In my first job out of college, I worked for a company that built industrial test equipment (machines that snapped airplane wings in half, shook cars around like they were driving down a bumpy road, that sort of thing).
The tool we used to write the supervisor code and GUIs for machine operators was a language called Alltalk. It was inspired by Smalltalk and developed by an old graybeard at the company. Reading the description of Squeak/Smalltalk brought back some fun memories. A few interesting highlights:
- Alltalk ran in its own VM. You could create objects, change their state, and save the entire stack/image back to the original VM. Running the VM again would pick up execution right where it left off. This let someone do crazy things like email an Alltalk image to another engineer and say, "Here's the machine state halfway through an emergency shutdown. The actuators all came to rest in 10ms, but it's taking way too long to shut down the hydraulic pumps. Any ideas?" and the engineer could run the VM and debug away.

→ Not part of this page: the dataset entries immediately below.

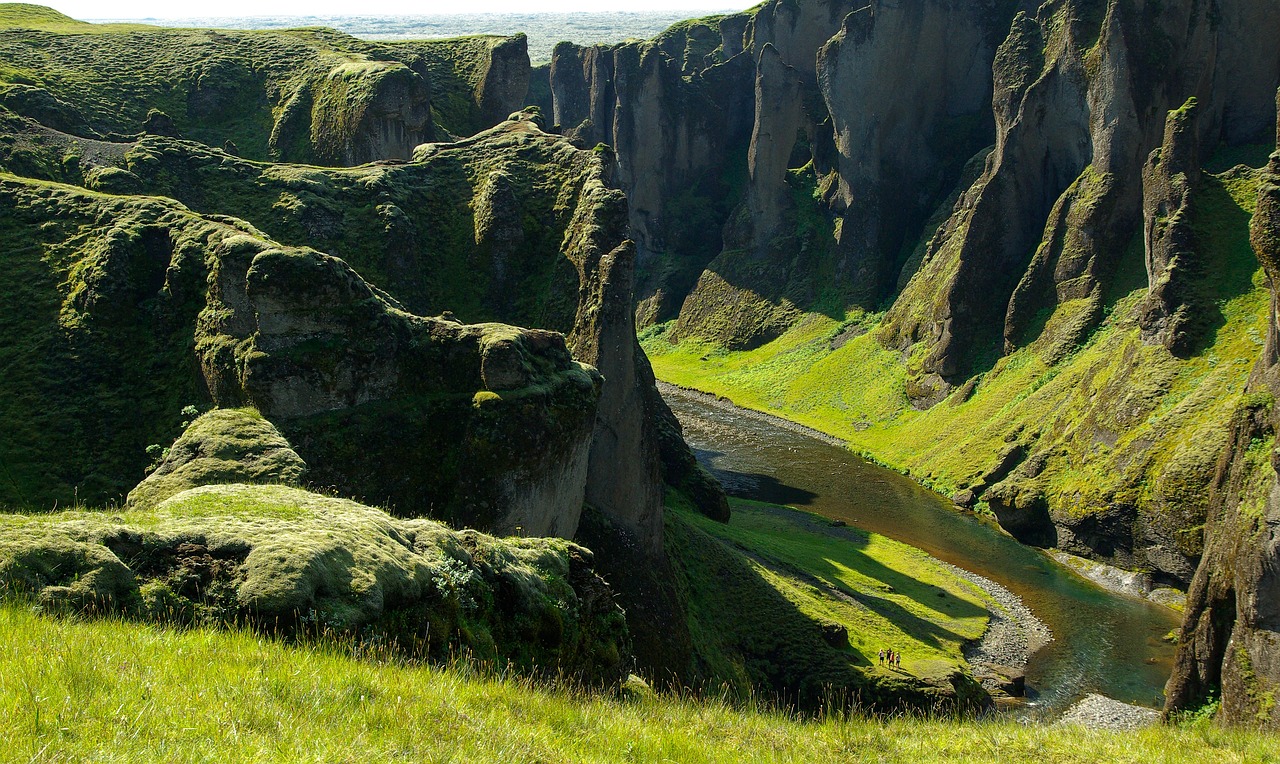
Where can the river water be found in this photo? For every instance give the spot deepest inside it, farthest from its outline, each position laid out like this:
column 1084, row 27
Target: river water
column 1102, row 643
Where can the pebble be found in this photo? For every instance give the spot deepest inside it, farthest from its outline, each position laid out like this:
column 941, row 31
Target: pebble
column 1100, row 712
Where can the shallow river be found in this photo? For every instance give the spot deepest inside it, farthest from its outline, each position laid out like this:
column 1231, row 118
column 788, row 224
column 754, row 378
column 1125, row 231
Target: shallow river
column 1102, row 643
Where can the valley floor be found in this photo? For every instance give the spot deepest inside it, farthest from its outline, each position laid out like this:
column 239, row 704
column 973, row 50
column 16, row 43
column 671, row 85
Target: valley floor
column 120, row 691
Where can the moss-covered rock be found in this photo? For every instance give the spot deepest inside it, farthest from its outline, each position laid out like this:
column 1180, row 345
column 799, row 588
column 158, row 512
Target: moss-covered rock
column 379, row 402
column 304, row 95
column 292, row 562
column 220, row 447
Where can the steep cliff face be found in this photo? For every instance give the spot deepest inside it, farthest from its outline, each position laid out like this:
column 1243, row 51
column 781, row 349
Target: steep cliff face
column 485, row 425
column 1229, row 645
column 310, row 95
column 1080, row 96
column 773, row 90
column 676, row 113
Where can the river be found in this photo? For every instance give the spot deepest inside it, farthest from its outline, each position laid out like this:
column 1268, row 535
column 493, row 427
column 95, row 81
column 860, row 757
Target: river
column 1102, row 643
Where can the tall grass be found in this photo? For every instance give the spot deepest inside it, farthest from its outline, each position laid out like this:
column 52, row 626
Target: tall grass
column 119, row 691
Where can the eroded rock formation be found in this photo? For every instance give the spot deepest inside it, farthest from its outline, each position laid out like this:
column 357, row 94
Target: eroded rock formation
column 316, row 96
column 1229, row 645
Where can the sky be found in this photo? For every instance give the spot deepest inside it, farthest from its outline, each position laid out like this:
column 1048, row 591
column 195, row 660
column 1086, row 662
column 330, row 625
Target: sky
column 169, row 9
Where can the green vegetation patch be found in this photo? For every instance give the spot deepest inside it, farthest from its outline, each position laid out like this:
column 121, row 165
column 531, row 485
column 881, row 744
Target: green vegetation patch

- The Alltalk VM had its own object inspector and terminal/interpreter. So you could walk up to an Alltalk instance connected to a live machine with motors spinning at 20krpm, for example, open up the inspector, and code away. Realize you need a low-pass filter on the motor speed feedback sensor? Create the object, tweak the parameters, and wire it into the signal chain live.
Another avenue for learning is to start from hard problems. A hard problem is a problem that is very hard without using a known technique or solution. Somebody who's unfamiliar with it has no clue on how to even start solving it. Solving such a problem will add new techniques to your tool-belt for solving a whole class of problems.
Problems that I've found worth studying:
- Parsing. This is hard if you don't know the standard techniques: mostly recursive descent parsing with precedence -- or a parser generator, but that won't teach you much unless you write the generator yourself. Moreover I've found that you quickly run into limitations with parser generators and they don't make parsing easier in the long run, that's probably why most real world parsers are hand written (e.g. gcc, llvm). You can probably hack something together that sorta works, but knowing the right techniques makes writing an efficient parser that you have high confidence in a breeze. I've seen many ad-hoc parsers that would have benefited greatly from proper parsing.
- Constraint solving. Examples are solving sudoku, the zebra puzzle, SAT solving, optimal register allocation and many others. The three most important techniques are backtracking, constraint propagation and conflict learning. Even professional programmers can't do this if they don't know these techniques (e.g. http://xprogramming.com/articles/oksudoku/).
- Interpretation/Compilation. In addition to being a hard problem, writing an interpreter and a compiler makes you understand how programming languages work. This is sometimes seen as a black art, but it is quite easy once you got the pattern.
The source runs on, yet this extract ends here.